Sydney, June 19, 2026, 02:07 (AEST)
- Commonwealth Bank finished Thursday at A$162.23, slipping 0.9%. The S&P/ASX 200 dropped 0.62%.
- The Reserve Bank of Australia kept its cash rate steady at 4.35% following three hikes this year, but signaled another move is still possible.
- Household spending was up 0.2% in May, according to CBA data, but those with mortgages started to pull back.
Commonwealth Bank of Australia dropped 0.9% Thursday, finishing at A$162.23 as global rate worries pressured Australian banks. The S&P/ASX 200 gave up 55.2 points to close at 8,911.1. Sydney trading was closed at publication.
CBA’s drop is key because the Reserve Bank of Australia pausing rates hasn’t removed investor worries about the stock. Higher borrowing costs could stick around or even go up while households are already showing some pressure. Morningstar’s Nathan Zaia said this week that Australian bank stocks remain “expensive after the share-price correction.” Morningstar
Selling hit more than just CBA. Westpac fell 1.1%, National Australia Bank shed 0.9%. ANZ finished up 0.3%. The moves point to investors cutting risk in rate-sensitive financial stocks, not reacting to new CBA results.
RBA holds rate at 4.35% in first 2026 pause, warns more hikes possible
The Reserve Bank of Australia left the cash rate at 4.35% on Tuesday, pausing after lifting rates by 0.75 percentage point earlier this year. The RBA said inflation is still running above its 2%-3% goal and signalled further hikes might still happen if needed. The bank flagged softer consumer demand, slower growth, and some cooling in the jobs market.
CBA’s Household Spending Insights index ticked up 0.2% in May, coming off a drop in April. Growth in spending by mortgage customers cooled, likely due to higher interest payments each month. “Higher interest rates and inflation are weighing on households,” CBA Australian economics head Belinda Allen said. The bank’s economists see the RBA keeping rates steady right into 2026 and penciling in two cuts for 2027. CommBank
CBA’s outlook is mixed. Weaker spending might cool inflation and lower the chance of a rate hike, but that can weigh on demand for mortgages, credit cards and other CBA products.
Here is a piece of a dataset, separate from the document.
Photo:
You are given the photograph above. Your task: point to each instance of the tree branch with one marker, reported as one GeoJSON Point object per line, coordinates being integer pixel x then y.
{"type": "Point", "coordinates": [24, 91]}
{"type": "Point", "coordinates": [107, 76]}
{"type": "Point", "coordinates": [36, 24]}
The bank posted first-half cash profit of A$5.45 billion, up 6%. Net interest margin dropped to 2.04% as mortgage competition cut into some of the gain from volume.
CBA’s valuation remains high. Shares finished Thursday at around 26.3 times trailing earnings, while NAB traded at 18.6 times and Westpac at 17.3 times. The premium comes from CBA’s size, deposit base and record profit. But at this level, there’s less cushion if loan growth slows or losses rise.
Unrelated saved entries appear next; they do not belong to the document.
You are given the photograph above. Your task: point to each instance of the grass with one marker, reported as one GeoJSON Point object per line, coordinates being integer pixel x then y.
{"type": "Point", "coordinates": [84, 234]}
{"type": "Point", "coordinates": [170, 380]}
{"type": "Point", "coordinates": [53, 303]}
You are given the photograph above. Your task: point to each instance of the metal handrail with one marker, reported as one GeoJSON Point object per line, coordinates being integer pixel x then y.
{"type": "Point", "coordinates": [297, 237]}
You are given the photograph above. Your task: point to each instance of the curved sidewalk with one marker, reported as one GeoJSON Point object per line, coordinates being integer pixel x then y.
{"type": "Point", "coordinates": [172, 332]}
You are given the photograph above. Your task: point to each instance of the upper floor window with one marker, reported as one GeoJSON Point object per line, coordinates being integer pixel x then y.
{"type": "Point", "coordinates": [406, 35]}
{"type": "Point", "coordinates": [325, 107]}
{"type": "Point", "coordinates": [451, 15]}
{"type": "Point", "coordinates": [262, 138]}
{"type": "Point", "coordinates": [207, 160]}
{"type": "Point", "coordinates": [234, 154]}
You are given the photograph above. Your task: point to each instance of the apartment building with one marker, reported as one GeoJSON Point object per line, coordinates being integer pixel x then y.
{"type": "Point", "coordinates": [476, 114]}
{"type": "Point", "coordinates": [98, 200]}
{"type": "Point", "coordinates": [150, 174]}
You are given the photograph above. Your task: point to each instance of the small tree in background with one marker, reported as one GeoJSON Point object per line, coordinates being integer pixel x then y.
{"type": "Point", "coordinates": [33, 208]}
CBA said Thursday it will issue 25.6 billion yen in subordinated notes. These notes sit below senior creditors in a bank failure. The ASX marked the funding update as non-price-sensitive. Trading across the sector showed a broader move behind the drop in CBA shares.
But risks on the downside are still significant. Another RBA hike or a bigger drop in household spending might slow mortgage growth and drive up arrears. CBA put another A$200 million into collective provisions in May. Quarterly loan impairment charges were at A$316 million, up from A$223 million the year before. Changes to housing tax could also hit demand for investor loans. CEO Matt Comyn said the Middle East conflict “disrupting critical supply chains and contributing to global uncertainty.” Reuters
CBA is expected to stay sensitive to bond moves and market bets on the RBA when trading starts again Friday. The yen debt deal isn’t likely to be the focus. The next big update will be CBA’s full-year result on August 12. Until then, credit data and macro numbers will probably drive the trade.